CPC - Certified Professional Coder

Job Locations US-Virtual / Remote
Customer Service/Support
Category 2


A medical coder analyzes medical records and assigns codes to classify diagnoses and procedures to support the reimbursement system, to support assessment of clinical care, and to support medical research activity.


Good working knowledge of HIPAA, HCPCS, CPT, ICD-10 codes. .  Must have excellent verbal and written communication skills.  Must have working knowledge of patient accounting functions, tools and processes applicable to medical claims.  Must be proficient in Microsoft Windows, Excel and Word, Adobe Acrobat.  Ability to quickly learn multiple operating systems; e.g., GH, and other patient accounting systems.  Ability to communicate with all levels. Superior attention to detail.

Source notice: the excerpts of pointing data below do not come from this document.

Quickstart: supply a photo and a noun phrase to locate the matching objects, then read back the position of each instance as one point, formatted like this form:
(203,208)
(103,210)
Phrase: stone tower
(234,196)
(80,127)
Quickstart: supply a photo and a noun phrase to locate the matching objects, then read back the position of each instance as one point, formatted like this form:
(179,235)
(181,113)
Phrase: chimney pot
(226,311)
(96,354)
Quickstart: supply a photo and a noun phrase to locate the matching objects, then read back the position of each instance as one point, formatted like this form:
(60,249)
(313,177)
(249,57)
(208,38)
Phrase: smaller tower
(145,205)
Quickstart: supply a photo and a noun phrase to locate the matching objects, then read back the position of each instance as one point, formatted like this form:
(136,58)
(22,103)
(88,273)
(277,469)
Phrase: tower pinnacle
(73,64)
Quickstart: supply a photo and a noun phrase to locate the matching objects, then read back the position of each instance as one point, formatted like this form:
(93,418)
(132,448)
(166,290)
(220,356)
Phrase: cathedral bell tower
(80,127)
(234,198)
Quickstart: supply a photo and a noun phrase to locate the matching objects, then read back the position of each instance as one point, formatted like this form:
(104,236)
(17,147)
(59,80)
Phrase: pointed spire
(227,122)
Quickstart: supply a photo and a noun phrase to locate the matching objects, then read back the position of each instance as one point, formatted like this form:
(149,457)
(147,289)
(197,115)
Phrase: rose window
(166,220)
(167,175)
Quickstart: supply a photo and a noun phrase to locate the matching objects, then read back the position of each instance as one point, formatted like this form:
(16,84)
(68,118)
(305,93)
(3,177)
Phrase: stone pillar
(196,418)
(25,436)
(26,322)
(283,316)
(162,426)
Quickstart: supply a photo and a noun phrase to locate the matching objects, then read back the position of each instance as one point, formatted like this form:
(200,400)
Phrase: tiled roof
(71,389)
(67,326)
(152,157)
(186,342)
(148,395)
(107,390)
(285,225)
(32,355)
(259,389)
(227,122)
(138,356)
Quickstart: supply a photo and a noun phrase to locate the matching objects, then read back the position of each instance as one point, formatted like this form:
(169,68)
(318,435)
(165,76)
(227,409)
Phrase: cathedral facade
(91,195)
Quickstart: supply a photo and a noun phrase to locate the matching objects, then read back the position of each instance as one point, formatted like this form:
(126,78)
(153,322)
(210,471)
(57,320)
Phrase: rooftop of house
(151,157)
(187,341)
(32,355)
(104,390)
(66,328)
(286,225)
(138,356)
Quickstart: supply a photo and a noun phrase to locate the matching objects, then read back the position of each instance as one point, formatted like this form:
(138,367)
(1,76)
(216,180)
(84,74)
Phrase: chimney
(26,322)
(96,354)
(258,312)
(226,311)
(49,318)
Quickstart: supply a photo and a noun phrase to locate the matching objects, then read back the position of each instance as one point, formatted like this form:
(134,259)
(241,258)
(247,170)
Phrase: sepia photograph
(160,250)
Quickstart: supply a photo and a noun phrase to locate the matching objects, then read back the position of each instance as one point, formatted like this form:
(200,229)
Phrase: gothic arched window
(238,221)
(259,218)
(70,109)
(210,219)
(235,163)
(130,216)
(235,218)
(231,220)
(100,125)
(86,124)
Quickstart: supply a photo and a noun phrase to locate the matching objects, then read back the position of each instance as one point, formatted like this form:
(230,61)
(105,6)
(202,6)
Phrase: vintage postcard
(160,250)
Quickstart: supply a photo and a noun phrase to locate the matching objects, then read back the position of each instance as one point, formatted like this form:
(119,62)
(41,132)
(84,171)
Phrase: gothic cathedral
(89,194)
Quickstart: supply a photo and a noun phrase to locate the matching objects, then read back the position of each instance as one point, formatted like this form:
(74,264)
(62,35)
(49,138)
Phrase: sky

  1. Must have a current Certificate from American Academy of Professional Coders or equal
  2. Must have a thorough understanding of the content of the medical records
  3. Must have clinical knowledge including extensive training in anatomy, physiology, pharmacology, and clinical disease process
  4. Responsible to transform medical diagnoses, procedures, and injuries into designated numerical codes
  5. ICD9 Coding
  6. Data Entry
  7. Document Control
  8. Claim Submission
  9. May perform insurance billing and collections
  10. Display competence in communication both (verbal and written) and interpersonal relations
  11. Demonstrate and maintain consistent customer focus
  12. Focused on continuous improvement, learning, accountability, teamwork, motivating and development others problem and analysis resolution
  13. Recognize the entire scope of an issue and participate objectively towards resolution with other team members.
  14. No budget or supervisory responsibility.
  15. Other responsibilities as assigned



  • Ability to work independently and demonstrate consistent customer focus
  • Ability to analyze and make good billing/collections decisions keeping in mind the goals and objectives of RCM Department and Golden Hour Data Systems, Inc.
  • Recognize the entire scope of an issue and participate objectively towards resolution with other team members
  • Maintains professional personal appearance.
  • Ability to verbally communicate details and understand parameters of job responsibilities to perform in a University setting.
  • Initiative required to learn company organization and procedures.
  • Is a team player and interfaces well with employees.
  • Display competency, business professionalism, patient advocacy in all communications both (verbal and written) and interpersonal relations
  • Ability to provide written communication using best business practices when composing letters, memorandums, and e-mails regardless if the communication is inside the Company or with customers, clients, or providers.
  • Must maintain the highest professional and ethical standards in conducting day-to-day business on behalf of Golden Hour Data Systems. Adheres to all Company HIPAA compliance regulations, business and professional ethics, and confidentiality and privacy regulations as outlined in the Corporate Code of Conduct, the Employee Handbook, and the RCM Department policies and procedures.
  • Requires an in depth understand of compliance, regulatory oversight bodies and payer requirements.
  • Represents the company in a positive, customer friendly attitude to other employees, clients, agencies, entities and patients.
  • All expenditures for office supplies, computer supplies, stationery supplies, or any special requests must be approved by the Director/Manager of PFS, before any purchases can be made.
  • No supervisory or budget responsibilities.






Requires HS Diploma (GED) equivalent.  Certified Professional Coder (CPC) certificate required from a recognized, accredited advanced learning institution.  2 to 5 years of previous experience in Billing and general office procedures, preferred. A coder must adhere to ethical principles relating to quality, truth, and accuracy in work performance and productivity.